Why on Earth is it so hot?

There are many reasons why temperatures are unusually high. There’s climate change, heatwaves, the Urban Heat Island Effect and El Niño. When some of these phenomena happen at the same time, that’s when it hits us the hardest.


The cause of heatwaves.

Heatwaves are when the weather is hotter than it should be for that period of the year, extending for two or more days. They happen when air gets trapped. Instead of cycling around the globe, air sometimes gets stuck in one place, warming up and sucking in more hot air from the atmosphere. But how does air get trapped in the first place?

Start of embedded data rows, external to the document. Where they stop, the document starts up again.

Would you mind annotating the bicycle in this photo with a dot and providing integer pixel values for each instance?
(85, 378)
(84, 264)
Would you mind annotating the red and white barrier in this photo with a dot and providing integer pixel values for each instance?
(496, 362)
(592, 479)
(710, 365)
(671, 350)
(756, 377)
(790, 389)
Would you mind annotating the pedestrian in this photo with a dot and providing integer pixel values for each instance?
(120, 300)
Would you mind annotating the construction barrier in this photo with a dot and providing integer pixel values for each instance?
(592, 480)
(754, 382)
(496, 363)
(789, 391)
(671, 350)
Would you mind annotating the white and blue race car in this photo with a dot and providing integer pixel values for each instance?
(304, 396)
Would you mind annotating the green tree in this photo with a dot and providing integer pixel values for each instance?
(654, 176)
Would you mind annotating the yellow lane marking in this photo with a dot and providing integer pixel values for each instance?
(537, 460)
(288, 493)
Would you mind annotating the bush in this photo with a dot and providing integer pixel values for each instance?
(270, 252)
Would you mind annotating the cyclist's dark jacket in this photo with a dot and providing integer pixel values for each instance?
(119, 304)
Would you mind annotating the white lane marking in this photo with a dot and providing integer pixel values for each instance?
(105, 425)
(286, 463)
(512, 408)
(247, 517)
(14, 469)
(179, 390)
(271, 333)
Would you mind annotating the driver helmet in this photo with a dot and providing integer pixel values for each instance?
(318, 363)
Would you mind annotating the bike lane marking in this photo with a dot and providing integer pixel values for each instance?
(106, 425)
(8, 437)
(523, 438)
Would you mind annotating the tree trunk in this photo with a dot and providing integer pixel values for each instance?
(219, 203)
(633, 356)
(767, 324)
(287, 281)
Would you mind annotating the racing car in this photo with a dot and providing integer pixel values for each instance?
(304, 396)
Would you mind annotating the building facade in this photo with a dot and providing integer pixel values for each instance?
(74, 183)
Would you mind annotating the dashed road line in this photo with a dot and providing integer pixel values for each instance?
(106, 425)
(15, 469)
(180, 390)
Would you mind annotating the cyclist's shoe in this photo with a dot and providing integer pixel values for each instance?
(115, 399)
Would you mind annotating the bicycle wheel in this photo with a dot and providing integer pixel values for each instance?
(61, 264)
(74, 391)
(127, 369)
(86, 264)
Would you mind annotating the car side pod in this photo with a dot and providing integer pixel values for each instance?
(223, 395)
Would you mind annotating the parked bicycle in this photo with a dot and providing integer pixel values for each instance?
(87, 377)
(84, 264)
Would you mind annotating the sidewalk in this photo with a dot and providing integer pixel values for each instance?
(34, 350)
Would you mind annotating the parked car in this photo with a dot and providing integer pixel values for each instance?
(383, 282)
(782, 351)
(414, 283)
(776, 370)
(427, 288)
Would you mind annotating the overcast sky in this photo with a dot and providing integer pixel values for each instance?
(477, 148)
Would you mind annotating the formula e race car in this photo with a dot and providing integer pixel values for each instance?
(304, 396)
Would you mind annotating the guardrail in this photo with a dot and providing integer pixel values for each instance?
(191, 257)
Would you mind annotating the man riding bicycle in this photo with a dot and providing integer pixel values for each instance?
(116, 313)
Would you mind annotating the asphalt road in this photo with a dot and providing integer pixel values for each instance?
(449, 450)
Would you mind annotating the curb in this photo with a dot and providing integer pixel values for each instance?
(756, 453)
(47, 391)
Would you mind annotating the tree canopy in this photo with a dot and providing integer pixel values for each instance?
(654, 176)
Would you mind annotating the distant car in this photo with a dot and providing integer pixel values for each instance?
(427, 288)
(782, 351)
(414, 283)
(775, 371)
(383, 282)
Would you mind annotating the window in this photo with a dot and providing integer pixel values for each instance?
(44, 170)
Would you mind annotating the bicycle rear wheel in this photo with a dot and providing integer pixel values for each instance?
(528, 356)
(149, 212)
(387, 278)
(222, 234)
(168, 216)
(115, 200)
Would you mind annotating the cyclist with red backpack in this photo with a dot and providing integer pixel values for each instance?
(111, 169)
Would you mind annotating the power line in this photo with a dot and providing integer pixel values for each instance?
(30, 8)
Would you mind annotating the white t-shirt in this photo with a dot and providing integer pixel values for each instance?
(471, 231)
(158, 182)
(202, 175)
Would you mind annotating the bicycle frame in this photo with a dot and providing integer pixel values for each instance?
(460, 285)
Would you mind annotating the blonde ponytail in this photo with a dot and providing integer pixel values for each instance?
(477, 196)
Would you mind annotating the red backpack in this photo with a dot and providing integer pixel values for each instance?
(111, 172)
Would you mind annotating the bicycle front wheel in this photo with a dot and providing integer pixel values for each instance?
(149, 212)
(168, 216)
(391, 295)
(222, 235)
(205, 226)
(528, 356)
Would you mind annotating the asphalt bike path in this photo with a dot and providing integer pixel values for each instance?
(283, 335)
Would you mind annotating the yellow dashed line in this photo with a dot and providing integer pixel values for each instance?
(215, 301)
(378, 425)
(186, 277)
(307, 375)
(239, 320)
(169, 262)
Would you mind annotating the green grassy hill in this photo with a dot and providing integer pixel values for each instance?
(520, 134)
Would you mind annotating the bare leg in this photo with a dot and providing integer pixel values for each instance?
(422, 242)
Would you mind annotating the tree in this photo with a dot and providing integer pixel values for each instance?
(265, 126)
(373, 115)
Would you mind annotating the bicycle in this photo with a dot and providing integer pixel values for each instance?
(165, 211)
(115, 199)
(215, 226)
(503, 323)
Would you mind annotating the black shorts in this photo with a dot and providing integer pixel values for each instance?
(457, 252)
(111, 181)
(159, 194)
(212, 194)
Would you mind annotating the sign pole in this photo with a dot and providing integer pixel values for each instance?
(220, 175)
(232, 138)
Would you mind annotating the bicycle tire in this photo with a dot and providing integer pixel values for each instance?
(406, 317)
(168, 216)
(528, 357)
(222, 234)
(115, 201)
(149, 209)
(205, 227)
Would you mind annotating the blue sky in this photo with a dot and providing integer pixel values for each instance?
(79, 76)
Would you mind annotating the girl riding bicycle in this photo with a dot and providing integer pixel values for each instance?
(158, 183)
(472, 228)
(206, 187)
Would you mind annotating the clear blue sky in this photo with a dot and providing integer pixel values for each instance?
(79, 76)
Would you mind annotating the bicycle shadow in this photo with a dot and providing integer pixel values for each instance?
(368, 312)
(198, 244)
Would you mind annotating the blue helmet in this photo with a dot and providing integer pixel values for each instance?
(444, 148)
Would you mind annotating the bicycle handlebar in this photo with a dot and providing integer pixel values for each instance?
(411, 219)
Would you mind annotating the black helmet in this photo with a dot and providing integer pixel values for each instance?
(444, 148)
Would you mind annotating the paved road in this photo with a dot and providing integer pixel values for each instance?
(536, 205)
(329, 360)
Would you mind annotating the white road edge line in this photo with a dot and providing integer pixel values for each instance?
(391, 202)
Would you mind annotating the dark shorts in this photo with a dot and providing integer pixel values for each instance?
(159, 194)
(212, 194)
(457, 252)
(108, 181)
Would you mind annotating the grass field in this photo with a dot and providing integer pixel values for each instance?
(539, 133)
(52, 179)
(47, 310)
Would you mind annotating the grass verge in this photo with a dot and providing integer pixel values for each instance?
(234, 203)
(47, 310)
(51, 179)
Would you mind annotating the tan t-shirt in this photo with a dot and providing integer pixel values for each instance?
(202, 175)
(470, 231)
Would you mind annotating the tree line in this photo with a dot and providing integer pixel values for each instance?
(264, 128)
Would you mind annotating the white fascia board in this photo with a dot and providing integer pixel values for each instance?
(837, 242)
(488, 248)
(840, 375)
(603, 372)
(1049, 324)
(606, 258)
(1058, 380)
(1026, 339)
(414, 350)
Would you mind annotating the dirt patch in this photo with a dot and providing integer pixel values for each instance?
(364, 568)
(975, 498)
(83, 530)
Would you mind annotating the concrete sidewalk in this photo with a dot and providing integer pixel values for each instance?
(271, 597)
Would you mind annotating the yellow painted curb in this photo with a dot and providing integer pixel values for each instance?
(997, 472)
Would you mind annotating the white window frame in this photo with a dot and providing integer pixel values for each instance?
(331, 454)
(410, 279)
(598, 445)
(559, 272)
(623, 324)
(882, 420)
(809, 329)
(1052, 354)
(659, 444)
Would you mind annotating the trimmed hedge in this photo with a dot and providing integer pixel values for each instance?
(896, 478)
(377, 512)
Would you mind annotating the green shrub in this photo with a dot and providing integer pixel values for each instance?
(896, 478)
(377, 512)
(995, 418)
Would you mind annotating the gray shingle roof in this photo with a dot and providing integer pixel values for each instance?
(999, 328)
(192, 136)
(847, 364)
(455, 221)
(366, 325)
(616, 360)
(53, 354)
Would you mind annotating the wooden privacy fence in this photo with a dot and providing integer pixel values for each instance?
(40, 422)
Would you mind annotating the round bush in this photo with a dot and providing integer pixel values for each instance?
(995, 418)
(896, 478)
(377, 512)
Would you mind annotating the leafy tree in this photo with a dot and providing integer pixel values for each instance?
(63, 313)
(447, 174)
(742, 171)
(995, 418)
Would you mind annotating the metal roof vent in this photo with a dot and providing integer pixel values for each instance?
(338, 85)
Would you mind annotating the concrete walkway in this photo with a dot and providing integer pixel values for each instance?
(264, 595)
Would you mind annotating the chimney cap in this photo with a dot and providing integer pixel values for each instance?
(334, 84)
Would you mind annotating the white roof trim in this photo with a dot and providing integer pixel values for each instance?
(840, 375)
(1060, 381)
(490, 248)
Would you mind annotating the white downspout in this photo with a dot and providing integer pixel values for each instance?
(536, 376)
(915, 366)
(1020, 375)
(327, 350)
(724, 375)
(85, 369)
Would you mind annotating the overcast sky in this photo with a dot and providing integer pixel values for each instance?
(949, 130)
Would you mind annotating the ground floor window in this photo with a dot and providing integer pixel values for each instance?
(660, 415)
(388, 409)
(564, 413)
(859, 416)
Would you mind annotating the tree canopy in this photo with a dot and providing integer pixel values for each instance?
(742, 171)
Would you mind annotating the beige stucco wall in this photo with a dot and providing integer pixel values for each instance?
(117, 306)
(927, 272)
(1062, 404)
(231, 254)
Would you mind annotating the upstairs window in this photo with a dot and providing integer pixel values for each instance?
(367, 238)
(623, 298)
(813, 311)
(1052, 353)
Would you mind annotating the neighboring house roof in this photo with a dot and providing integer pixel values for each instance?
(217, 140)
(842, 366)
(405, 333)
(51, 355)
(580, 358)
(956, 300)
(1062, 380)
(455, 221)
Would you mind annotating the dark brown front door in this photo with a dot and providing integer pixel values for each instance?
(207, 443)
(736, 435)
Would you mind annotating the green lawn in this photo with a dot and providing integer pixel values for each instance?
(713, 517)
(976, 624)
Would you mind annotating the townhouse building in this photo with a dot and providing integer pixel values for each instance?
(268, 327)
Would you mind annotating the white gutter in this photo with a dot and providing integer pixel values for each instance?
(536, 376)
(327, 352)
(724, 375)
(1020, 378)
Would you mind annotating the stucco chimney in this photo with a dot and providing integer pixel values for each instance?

That’s the result of high-pressure weather systems. This system forces air downwards and prevents it from rising. As we know, hot air is supposed to rise while cold air is supposed to sink. With this system, it traps warm air in place, preventing rain, while it just gets hotter and hotter till it finally breaks out of the system.

Image credit: Accuweather

Worsening weather: El Niño.

We’ve all learned about El Niño in school when we were kids, but how much do we even remember? To recap, El Niño is basically a weather pattern that occurs when surface temperatures of the Pacific Ocean become unusually warm, leading to changes in global weather patterns. In Southeast Asia, this means hotter temperatures and less precipitation towards the tail end of the year. The last El Niño we experienced was in 2016, giving us the hottest year on record globally. Experts say that with El Niño expected to arrive again later this year or in 2024, global average temperatures are bound to be pushed beyond the 1.5 degrees Celsius threshold. That’s to say, it’s likely going to set a new global temperature record.

El Niño happens irregularly in 2-7 year intervals.
Image credit: Nat Geo

The Urban Heat Island Effect.

For city dwellers, retreating to parks or rural areas can be a quick fix to escape the heat. That’s because cities tend to be between 1 - 3 degrees Celcius warmer in the day than in the countryside. The reasoning is simple — Urbanisation. With more people, buildings and infrastructure, more heat is produced and retained. For example, materials like asphalt and concrete surfaces used for roads and pavements absorb heat.

When we experience so much day-to-day heat, we turn up our air-conditioning to stay cool. Ironically, the use of air-conditioning increases outdoor temperatures even more as units release heat outdoors. This leads to a self-perpetuating cycle of heat that’s hard to escape from.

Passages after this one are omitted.